Friday, March 30, 2007

The Real Embarrassment

I heard about this story on WMAL this morning, and went to the Washington Post to read the story.

It seems that two executives of a San Diego company that built a portion of a fence designed to keep illegal immigrants from crossing the Mexican border were sentenced to six months of home confinement for hiring undocumented workers.

Mel Kay, founder, chairman and president of Golden State Fence Co., and manager Michael McLaughlin pleaded guilty in federal court to knowingly hiring illegal aliens. Each was sentenced to serve 1,040 hours of community service and spend three years on probation. Kay was also fined $200,000, while McLaughlin was required to pay a fine of $100,000. Each will "serve" six months of home confinement. The company also agreed to pay a fine of $4.7 million. On WMAL's website, these questions were asked:

Is this punishment appropriate? Is home confinement sufficient or should this guy be getting jail time? Is it especially egregious that he hired illegals to do build the fence to keep the illegals out? Should the government take any responsibility for who is hired to fulfill their contracts?
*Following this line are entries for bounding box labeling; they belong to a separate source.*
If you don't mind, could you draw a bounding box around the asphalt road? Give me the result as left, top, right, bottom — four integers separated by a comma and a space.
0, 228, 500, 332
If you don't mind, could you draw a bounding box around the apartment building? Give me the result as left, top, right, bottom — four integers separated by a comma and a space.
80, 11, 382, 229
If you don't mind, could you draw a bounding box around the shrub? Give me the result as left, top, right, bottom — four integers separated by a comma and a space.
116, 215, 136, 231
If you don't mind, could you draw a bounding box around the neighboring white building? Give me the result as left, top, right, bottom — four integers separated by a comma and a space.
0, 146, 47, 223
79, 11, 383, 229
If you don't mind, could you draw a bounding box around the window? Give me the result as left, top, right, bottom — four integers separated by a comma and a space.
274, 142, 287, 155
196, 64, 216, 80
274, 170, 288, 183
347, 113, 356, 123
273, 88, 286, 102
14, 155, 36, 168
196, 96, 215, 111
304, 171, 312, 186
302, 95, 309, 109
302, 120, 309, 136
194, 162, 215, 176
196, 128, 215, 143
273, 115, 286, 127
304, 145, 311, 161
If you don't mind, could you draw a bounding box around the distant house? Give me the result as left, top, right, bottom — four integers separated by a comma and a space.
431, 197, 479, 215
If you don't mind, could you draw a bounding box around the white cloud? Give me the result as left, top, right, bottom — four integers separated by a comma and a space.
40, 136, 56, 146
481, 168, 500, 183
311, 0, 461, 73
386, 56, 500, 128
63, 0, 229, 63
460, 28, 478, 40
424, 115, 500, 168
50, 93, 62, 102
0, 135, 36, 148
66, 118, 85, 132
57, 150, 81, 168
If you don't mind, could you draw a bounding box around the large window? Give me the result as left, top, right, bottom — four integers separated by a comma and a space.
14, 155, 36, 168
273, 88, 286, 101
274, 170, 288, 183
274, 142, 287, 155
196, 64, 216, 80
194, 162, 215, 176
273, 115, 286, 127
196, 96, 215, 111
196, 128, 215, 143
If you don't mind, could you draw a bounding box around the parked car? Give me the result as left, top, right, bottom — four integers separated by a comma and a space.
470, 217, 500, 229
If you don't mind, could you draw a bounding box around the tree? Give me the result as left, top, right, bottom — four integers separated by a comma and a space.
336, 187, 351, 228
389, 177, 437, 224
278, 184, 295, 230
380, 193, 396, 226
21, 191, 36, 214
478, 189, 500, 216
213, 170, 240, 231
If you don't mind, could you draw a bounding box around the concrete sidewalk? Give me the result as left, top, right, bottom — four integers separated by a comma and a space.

Because the company helped build a fence to keep people from illegally crossing the border, much is being made of this fine on the radio, even though Federal authorities said they found no evidence that illegal immigrants were hired in the late 1990s while the company built more than a mile of the 14-mile fence near a border crossing in San Diego.

According to the radio report that I heard, Kay and McLaughlin made themselves targets when then-INS agents checked company records, discovered that illegal aliens were being employed, and directed that the company fire them. When now-ICE agents returned a year later, and found that a number were still employed, it was decided that the Federal government would make an example of this company.

Sorry, but WMAL is asking the wrong questions. While there is no doubt that the company and these officials should be held liable, the real scandal, and story, here is in the fact that, when Federal officials first visited the company, they merely directed these officials to fire the illegal aliens, rather than carting them off to jail for swift deportation.

It is little wonder that Kay and McLaughlin didn't act. By their actions, the relevant officials of the Federal government demonstrated that their enforcements efforts were a joke.